Dirigentes do PT reconhecem que a exploração da chamada pauta de costumes afastou da legenda uma parcela de seus eleitores –mesmo aqueles identificados com Luiz Inácio Lula da Silva. Na campanha de 2022, o plano da sigla é neutralizar a discussão que envolve aspectos religiosos e redirecionar o foco para questões econômicas e sociais.
No PDT de Ciro Gomes, pré-candidato de lastro esquerdista que tem feito acenos à centro-direita, a disposição é a mesma.

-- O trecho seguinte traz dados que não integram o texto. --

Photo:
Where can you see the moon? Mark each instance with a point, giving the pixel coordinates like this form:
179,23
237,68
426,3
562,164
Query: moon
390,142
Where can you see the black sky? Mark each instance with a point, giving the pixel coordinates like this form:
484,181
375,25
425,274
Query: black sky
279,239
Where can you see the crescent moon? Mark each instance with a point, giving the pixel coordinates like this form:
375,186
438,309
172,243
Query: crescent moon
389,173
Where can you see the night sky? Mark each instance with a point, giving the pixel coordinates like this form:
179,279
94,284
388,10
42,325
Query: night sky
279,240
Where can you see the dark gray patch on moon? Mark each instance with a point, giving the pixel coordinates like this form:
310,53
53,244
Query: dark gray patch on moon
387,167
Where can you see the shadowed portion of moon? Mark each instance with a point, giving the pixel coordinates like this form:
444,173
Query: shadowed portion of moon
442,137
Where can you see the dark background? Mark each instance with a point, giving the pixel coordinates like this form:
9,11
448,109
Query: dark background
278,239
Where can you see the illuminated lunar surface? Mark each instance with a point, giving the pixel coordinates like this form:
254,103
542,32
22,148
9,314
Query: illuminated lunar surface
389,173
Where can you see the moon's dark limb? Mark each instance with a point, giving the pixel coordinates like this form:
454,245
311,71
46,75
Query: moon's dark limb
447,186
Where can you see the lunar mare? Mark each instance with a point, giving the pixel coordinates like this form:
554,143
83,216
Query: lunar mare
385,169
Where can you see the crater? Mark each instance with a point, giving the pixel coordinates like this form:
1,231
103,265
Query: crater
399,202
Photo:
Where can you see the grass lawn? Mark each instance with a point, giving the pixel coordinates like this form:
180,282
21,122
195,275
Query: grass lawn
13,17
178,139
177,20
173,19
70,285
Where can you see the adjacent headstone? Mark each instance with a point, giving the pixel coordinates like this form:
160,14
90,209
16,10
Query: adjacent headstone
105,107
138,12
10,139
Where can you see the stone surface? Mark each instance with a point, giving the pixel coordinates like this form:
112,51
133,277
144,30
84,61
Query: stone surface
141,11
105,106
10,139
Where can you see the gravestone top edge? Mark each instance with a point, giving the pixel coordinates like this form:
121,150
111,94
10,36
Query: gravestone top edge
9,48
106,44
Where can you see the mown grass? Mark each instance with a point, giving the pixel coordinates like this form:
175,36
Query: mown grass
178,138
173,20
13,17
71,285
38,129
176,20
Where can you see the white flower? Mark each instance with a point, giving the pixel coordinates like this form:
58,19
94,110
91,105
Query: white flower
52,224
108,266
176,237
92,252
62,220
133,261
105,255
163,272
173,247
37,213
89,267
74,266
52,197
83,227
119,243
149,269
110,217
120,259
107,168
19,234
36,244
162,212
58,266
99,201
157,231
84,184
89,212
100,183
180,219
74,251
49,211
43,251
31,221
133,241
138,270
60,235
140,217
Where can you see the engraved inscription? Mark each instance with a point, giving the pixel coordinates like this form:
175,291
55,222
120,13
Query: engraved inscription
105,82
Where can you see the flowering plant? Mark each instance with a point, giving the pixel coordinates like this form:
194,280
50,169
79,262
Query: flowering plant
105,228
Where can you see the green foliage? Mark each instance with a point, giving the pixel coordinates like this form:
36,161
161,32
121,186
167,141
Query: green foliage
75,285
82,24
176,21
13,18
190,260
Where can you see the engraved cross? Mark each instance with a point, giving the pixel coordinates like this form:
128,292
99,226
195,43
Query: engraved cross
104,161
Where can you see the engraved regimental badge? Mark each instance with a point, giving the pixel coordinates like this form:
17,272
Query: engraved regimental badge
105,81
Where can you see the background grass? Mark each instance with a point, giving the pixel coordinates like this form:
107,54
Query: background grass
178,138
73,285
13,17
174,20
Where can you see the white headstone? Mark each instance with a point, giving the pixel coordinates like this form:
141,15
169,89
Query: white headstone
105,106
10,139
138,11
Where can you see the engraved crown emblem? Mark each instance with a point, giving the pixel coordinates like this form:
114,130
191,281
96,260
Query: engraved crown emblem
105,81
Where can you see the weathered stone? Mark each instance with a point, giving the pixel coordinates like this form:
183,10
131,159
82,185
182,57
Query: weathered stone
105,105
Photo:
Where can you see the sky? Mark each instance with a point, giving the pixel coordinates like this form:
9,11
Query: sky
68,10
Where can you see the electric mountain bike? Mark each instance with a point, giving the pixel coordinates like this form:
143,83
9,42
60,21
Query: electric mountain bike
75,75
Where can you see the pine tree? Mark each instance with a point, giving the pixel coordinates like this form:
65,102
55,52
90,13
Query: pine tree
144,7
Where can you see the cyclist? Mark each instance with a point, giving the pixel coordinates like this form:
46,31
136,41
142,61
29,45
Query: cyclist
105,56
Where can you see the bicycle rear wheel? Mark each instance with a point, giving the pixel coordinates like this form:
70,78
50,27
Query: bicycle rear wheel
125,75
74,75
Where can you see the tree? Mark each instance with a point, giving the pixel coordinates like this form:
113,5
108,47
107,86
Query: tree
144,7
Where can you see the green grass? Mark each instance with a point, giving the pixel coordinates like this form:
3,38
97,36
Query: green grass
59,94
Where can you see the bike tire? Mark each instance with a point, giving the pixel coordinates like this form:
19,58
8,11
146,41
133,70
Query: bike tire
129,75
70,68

Se em 2002 a campanha de Lula distribuiu em portas de igrejas a Carta aos Evangélicos, um panfleto em que o petista clamava por mais "princípios cristãos para o nosso povo", em 2021 ele tuíta:
"Nem militar nem evangélico têm que ser tratados como gado. Vamos fazer discurso pro cidadão. Trato evangélico com o mesmo respeito que trato católico e trato militar, com o respeito que trato o civil. Quem vai votar é o cidadão", disse no último dia 13 o ex-presidente que, em 2022, terá o desafio de se reaproximar de um eleitorado que já lhe foi mais reverente.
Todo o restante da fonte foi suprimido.